The sniff of Manchurian Candidate, Terminal Man, and Minority Report scenarios, coupled with very real – and legitimate – concerns about trumping individual autonomy, invasions of privacy, and scientific totalitarianism all tend to squelch the use of these neuroscientific approaches (and by this I mean “convergent” neuroscientific approaches, inclusive of genetics, imaging, cyber-linked data bases, pharmacology, and internal and external neurotechnological devices) in such ways. Adrian Carter is right when he states that “moral responses can shape the way that neuroscience research is understood and applied,” and that findings can easily – and readily – be “misunderstood and misused;” points that I’ve consistently emphasized as important, not only for the public conception of things “neuro,” but for biomedical utility and employment of neuroscience and neurotechnology, as well.
But Carter’s claim that neuroscientific research should not be used “…as a way of controlling deviant social behavior…achieving other social goals…such as reducing crime or criminal justice costs” might lean toward misconstruing what ought to be with what is (i.e.- the naturalistic fallacy). Let’s not be naïve, science – including neuroscience – is used to achieve particular social goals, whether they be healthcare, improving the quality of daily life, striving to flourish, or making and keeping the public “safe.” Science is a public good, and as such, can be leveraged in ways that affect the relative costs and values of other market factors (to which recent debates regarding the provision of high-tech healthcare will attest). Included among these is the need and call for reducing the economic impact and burden of disease, illness, and crime. To be sure, there are profound humanitarian aspects to such a call, and this cannot be denied. In fact, I pose that it’s the very balance of humanitarian and socio-economic considerations that are necessary to effect the ethically sound use of neuroscience and neurotechnology. One need only to look closely at the “public health” rhetoric of Hitler’s Germany to find evidence of what can happen when socio-economics – absent humanitarian regard – are used to play upon and leverage public opinion about the ways science can be used to incur heinous ends.
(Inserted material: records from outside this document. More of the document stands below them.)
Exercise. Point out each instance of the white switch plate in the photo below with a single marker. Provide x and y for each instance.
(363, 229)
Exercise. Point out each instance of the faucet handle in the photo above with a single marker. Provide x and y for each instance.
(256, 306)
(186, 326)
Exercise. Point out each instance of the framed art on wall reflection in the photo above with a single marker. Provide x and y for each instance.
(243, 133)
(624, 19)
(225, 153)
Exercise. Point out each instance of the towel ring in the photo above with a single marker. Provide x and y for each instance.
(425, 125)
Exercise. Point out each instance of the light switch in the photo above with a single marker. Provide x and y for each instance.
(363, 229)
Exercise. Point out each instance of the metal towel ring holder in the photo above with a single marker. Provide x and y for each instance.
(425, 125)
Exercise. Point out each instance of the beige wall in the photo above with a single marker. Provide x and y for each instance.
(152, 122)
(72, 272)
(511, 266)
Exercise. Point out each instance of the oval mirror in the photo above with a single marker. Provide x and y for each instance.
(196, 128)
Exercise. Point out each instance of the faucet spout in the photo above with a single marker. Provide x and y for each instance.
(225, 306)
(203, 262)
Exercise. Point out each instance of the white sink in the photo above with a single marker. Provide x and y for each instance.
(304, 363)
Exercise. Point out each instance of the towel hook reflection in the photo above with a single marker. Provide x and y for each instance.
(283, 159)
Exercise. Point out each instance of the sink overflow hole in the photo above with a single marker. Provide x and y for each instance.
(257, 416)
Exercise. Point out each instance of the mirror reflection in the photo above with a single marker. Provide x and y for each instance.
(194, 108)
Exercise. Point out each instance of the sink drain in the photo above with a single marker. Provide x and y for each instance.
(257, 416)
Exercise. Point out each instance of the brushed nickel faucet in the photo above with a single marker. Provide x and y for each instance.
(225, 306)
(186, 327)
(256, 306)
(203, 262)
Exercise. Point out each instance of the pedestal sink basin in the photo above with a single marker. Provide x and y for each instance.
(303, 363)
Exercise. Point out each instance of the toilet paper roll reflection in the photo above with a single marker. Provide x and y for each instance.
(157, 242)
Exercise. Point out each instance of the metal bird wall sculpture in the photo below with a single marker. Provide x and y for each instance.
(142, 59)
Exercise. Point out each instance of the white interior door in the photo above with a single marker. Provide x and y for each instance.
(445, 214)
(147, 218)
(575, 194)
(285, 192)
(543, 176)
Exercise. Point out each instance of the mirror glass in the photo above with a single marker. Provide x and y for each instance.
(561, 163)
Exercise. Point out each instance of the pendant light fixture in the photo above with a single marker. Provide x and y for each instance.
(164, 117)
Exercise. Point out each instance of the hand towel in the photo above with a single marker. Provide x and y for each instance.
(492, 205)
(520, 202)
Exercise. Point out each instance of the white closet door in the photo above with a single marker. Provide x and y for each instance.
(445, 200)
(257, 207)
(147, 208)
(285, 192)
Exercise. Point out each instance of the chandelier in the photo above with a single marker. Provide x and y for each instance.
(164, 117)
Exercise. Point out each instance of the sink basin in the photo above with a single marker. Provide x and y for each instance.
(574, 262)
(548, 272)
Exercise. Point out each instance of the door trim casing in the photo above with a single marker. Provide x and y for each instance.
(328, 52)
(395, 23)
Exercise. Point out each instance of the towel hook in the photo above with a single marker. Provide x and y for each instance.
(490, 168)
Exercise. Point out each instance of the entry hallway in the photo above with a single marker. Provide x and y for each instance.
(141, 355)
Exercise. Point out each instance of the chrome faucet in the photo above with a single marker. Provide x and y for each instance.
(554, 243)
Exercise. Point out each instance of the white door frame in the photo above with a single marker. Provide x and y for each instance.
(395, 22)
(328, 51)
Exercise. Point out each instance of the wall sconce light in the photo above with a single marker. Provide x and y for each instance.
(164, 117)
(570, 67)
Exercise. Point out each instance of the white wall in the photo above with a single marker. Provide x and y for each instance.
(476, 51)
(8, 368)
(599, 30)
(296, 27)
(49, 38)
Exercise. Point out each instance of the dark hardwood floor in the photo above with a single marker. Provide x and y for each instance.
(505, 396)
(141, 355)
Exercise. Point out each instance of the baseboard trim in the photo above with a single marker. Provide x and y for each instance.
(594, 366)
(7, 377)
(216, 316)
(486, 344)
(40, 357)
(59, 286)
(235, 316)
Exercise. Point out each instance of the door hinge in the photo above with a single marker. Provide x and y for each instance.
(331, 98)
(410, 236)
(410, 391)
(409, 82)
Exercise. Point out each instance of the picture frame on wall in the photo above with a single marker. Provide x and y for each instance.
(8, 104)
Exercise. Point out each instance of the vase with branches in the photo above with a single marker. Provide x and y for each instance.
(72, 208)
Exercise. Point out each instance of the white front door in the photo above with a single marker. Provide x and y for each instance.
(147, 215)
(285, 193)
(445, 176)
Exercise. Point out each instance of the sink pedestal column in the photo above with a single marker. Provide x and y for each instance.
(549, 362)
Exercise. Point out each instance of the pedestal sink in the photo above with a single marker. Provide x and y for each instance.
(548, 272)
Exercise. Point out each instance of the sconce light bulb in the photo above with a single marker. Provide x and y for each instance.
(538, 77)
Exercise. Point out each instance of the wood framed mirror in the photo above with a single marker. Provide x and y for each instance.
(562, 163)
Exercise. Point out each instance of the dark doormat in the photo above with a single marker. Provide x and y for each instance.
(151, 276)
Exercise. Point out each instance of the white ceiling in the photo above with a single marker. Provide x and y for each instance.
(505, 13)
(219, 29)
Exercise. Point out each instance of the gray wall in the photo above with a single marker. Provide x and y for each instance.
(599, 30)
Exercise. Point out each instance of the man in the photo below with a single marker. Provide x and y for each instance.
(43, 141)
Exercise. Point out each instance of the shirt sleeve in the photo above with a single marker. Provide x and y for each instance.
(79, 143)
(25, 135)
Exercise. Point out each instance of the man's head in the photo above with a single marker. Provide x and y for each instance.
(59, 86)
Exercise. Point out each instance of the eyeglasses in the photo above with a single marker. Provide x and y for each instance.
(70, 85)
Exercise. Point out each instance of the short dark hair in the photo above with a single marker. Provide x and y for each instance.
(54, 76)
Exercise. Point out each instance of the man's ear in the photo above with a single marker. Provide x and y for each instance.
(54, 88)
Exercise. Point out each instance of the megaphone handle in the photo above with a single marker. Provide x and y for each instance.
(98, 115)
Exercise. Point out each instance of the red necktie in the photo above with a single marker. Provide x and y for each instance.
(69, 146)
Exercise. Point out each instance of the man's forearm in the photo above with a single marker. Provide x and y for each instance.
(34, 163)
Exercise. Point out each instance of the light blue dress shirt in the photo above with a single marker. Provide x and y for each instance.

Let’s not throw out the baby with the bathwater. Neuroscience is a powerful tool, and its power can be rendered whether the knowledge and capability it provides are used correctly or incorrectly, or in ways that produce good or harm. But neuroscience is not an independent entity; it is a human enterprise, and is used by humans for humans (including ways that influence their insight, relationship, regard and treatment of non-human species). We as individuals, communities and societies decide what to study, what results mean, how much information is sufficient to generate certain uses and actions, and what actions and applications should be taken with the tools and knowledge at hand. It’s crucial that we recognize the power of this capacity, and strive to wash the dirt of mis-appropriated science and its outcomes down the drain, while keeping the need for, and importance of rigorous science, its outcomes, and potential for it to provide ethically solid, beneficial social effects intact and squeaky clean.